Presserechtlich ist bei einer „identifizierenden Berichterstattung“ abzuwägen zwischen öffentlichem Interesse und Persönlichkeitsrechten. Der Name eines Täters kann genannt werden, wenn: großes öffentliches Interesse besteht; es sich um ein Kapitalverbrechen handelt; eine gewisse Wahrscheinlichkeit besteht, dass die Tat begangen wurde. Eindeutig ist die Lage, solange die Fahndung nach einem Verdächtigen läuft. Dieser soll gefunden werden – also ist die volle Namensnennung erlaubt. Bei der Berichterstattung über das Opfer ist ebenfalls abzuwägen zwischen öffentlichem Interesse und den Persönlichkeitsrechten, im Fall eines Todes auch die der Angehörigen. Besonderen Schutz genießen Minderjährige.

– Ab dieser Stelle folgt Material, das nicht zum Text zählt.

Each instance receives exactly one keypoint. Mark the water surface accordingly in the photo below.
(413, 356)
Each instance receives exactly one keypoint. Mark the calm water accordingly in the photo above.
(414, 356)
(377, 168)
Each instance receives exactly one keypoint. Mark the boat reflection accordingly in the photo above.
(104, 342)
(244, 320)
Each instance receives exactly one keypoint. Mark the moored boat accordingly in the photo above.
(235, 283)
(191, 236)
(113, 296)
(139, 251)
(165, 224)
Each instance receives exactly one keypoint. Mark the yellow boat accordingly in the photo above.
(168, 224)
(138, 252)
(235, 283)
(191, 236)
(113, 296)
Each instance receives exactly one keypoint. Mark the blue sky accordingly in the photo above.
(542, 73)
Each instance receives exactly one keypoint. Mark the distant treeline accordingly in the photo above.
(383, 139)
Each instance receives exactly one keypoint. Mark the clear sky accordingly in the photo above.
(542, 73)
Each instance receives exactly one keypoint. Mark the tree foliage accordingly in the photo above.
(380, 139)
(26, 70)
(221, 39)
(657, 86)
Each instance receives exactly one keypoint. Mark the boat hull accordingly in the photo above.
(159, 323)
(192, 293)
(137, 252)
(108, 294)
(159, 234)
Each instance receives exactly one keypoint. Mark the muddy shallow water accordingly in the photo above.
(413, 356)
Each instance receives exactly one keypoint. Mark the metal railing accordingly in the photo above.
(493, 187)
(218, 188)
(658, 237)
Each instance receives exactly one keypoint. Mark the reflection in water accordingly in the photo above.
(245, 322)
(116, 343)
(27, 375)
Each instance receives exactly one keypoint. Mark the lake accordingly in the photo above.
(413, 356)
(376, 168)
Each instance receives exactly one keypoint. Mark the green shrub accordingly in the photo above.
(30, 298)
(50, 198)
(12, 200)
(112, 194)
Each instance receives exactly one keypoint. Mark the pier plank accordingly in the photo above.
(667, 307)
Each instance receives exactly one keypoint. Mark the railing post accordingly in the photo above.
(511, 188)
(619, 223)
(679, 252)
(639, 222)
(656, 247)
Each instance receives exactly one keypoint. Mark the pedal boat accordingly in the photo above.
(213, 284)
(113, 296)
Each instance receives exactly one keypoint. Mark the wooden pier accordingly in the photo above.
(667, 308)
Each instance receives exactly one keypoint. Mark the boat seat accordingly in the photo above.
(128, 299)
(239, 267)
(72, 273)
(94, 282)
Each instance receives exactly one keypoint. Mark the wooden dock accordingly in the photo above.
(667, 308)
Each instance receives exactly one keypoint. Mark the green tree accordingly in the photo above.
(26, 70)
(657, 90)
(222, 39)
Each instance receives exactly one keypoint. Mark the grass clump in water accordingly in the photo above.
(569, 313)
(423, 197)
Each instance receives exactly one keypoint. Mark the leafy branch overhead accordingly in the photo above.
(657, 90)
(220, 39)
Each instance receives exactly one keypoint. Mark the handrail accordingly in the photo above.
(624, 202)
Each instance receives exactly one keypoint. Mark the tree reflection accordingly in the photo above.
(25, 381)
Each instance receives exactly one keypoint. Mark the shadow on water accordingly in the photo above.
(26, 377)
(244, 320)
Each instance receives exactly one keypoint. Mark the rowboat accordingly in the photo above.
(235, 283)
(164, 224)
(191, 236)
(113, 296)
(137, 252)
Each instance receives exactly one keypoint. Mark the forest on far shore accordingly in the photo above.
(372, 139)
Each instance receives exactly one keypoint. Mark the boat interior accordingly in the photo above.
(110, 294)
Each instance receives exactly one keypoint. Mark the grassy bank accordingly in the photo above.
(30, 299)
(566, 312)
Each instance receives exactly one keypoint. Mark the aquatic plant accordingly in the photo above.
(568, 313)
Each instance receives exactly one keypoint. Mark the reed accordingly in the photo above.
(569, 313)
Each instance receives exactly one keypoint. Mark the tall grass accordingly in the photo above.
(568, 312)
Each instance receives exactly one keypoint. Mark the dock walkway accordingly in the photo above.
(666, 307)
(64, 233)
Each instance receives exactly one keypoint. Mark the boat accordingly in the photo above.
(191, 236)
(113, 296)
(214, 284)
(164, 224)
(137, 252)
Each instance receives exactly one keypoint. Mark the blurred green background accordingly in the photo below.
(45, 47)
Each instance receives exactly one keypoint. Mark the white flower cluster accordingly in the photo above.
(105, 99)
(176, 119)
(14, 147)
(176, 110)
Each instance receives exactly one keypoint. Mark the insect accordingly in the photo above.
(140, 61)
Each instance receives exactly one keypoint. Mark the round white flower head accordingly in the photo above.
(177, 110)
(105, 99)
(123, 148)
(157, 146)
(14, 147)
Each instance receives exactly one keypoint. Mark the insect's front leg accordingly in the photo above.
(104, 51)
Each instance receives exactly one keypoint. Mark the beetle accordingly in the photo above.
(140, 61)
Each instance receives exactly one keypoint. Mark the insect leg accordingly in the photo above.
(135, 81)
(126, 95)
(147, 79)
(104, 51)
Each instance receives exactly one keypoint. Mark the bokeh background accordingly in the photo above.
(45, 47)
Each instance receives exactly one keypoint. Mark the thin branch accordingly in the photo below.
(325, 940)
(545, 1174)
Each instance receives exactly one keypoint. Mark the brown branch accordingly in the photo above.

Daneben sind bei der redaktionellen Arbeit die Regeln des Pressekodexes zu berücksichtigen. Demnach ist bei Gewalttaten oder Unglücksfällen eine „unangemessen sensationelle“ Darstellung zu unterlassen. Die Presse soll sich nicht zum „Werkzeug von Verbrechern“ machen; eine Person darf als „Täter“ bezeichnet werden, wenn sie „ein Geständnis abgelegt hat und zudem Beweise gegen sie vorliegen oder wenn sie die Tat unter den Augen der Öffentlichkeit begangen hat“. Die Berichterstattung „findet ihre Grenze im Respekt vor dem Leid von Opfern und den Gefühlen von Angehörigen“, die vom Unglück Betroffenen dürfen „durch die Darstellung nicht ein zweites Mal zu Opfern werden“.

Die Formulierungen lassen erahnen, wie schmal der Grat ist, den Journalisten zu beschreiten haben. Der Täter ist darzustellen, aber nicht zu verherrlichen; wird das Opfer nicht dargestellt, setzt man sich dem Vorwurf aus, es zu vergessen; berichtet man ausführlicher, lautet die Kritik, dass man das Leid ausschlachte.

Nun konkret zur Berichterstattung über den A66-Unfall – bei dem auch dieser Zeitung der Vorwurf gemacht wird, man biete den Tätern zu viel Raum, während das Opfer keine Rolle spiele.

Eine journalistische Gratwanderung

Dazu ist zu sagen: Wenn auf einer viel befahrenen Autobahn hochmotorisierte Luxus-Sportwagen ein Rennen fahren und dabei eine Unbeteiligte stirbt, dann gibt es ein elementares Interesse daran, zu erfahren, wie es dazu kommen konnte, und wie so etwas verhindert werden kann. Eine ausführliche – nicht „sensationslüsterne“! – Beschäftigung mit den Tätern, gegen die Haftbefehl wegen Mordes ergangen ist, ist dafür unabdingbar. Aus unserer Sicht tragen die Berichte über den flüchtigen Ramsy Azakir und den in U-Haft sitzenden Navid F., der sich bei Instagram Navid Alpha nennt, deshalb maßgeblich zur Einordnung der Tat bei – und sie liefern auch Ansätze, wie sich derartiges möglicherweise verhindern ließe. Die Instagram-Welt zum Beispiel ist vielen unserer (Print-)Leser fremd. Aber offensichtlich hat sich Navid Alpha darin derart „produziert“, dass er am Ende am helllichten Tag ein Rennen auf der A66 gefahren ist – mit tödlichem Ausgang.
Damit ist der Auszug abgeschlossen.